Nesse dia acabava de estar com um amigo vinte anos mais novo que eu, cuja vida é dissertar sobre leis porque fez Direito e eu nunca me sentei numa cadeira da Faculdade, muito menos para estudar leis. Mas ele espanta-se com o meu nível de conversa nesta área a ponto de empregar termos usados em instâncias jurídicas, como se estivesse a dialogar com um colega seu e eu correspondo como se também estivesse investido pelo poder invulgar da Justiça.
Já passavam das 23 horas quando nos separámos, debaixo deste calor de Tete que não nos deixa descansar, e eu trazia na mão um livro: Mayombe, que o meu amigo me emprestara para reler, porque já havia lido esta obra do Pepetela nos meados de 1980, e lembro-me vagamente da contagiante história do comandante Sem Medo e do Volkswagem e dos nguetas.
Estava luar e eu ando em paz, tranquilo, sem pensar naquilo que me vai acontecer amanhã porque, se os pássaros não se preocupam com o que vão comer amanhã, porque é que eu, que sou superior a todos os pássaros, me vou preocupar!? Não tenho medo nem das cobras, nem dos tigres, porque eu sou uma águia e a águia não se preocupa com moscas.
Já quase a chegar à casa onde moro, sem vedação, vejo na porta algo estranho, escuro, que parecia da cor das trevas naquela noite de luar e eu não senti nenhuma reacção de medo, mesmo sem saber o que seria aquilo ali, exposto na horizontal como se fosse um caixão.

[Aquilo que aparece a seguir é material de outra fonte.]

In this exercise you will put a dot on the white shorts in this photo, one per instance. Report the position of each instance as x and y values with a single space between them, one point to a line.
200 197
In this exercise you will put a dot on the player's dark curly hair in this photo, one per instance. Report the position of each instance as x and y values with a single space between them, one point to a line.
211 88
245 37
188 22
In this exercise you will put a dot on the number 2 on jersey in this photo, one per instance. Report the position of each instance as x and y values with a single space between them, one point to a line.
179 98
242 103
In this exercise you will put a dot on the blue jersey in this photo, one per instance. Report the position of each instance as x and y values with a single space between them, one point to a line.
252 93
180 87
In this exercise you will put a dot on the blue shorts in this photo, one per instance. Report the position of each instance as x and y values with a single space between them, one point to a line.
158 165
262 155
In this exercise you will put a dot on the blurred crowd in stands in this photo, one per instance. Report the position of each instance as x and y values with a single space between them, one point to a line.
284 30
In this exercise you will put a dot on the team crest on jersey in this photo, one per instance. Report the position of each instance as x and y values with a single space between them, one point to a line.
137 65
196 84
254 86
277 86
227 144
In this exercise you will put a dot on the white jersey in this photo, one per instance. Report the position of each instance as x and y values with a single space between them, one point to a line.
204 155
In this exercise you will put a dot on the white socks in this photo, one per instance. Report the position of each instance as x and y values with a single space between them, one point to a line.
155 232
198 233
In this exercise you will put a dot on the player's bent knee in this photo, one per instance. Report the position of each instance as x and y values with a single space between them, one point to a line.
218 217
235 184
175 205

Não vacilei, eu não vacilo, sou como a voz de Nat King Cole. Convoquei todas as minhas energias espirituais e continuei a avançar, para ver de perto o que estava sendo exposto diante de mim: era um caixão, coberto de pano preto, enorme, capaz de albergar um cadáver humano de dois metros. Não fiquei espantado por não sentir medo porque pensei: se Deus está para mim, quem pode estar contra mim?
Apeteceu-me fumar um cigarro mas não tinha e o caixão está atravessado à porta e, para eu abri-la tenho que transpor esta macabra encomenda, como se saltam as barreiras de atletismo, mas sem aquele esforço. Saltei, abri a porta e entrei e depois fechei-a. Sentei-me na minha cadeira de plástico à espera de qualquer sinal e… nada! Pensei em pedir socorro, porém logo desisti do gesto. E disse assim, de mim para mim: raios que partam este caixão e a quem o deixou aqui.

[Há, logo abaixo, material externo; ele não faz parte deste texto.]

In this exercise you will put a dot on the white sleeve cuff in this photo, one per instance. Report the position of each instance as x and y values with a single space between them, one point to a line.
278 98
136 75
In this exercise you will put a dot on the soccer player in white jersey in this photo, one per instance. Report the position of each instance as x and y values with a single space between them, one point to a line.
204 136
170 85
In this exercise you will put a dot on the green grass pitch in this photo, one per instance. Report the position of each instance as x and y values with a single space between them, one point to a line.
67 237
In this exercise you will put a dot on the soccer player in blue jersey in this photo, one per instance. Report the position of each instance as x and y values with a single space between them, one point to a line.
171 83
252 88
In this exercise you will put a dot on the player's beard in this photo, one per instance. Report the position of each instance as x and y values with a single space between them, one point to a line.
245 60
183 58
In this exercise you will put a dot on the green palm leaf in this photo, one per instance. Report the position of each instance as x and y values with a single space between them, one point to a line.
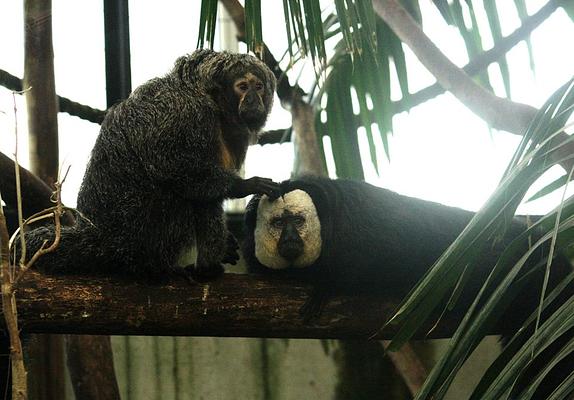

Dormi como uma criança e, quando me levantei de manhã, havia uma enchente de pessoas que contemplavam o insólito em silêncio. “O que é que se passa, vizinho?”
– Eu também não sei, quando voltei ontem à noite este caixão já estava aqui!
– Porquê que não nos acordou?
– Não vos quis incomodar.
Uma senhora que estava ali sugeriu que se abrisse o baú e verifi cou-se que lá dentro não tinha nada.
– Vizinho, cuidado, este caixão é para ti, mas nós vamos tirá-lo daqui!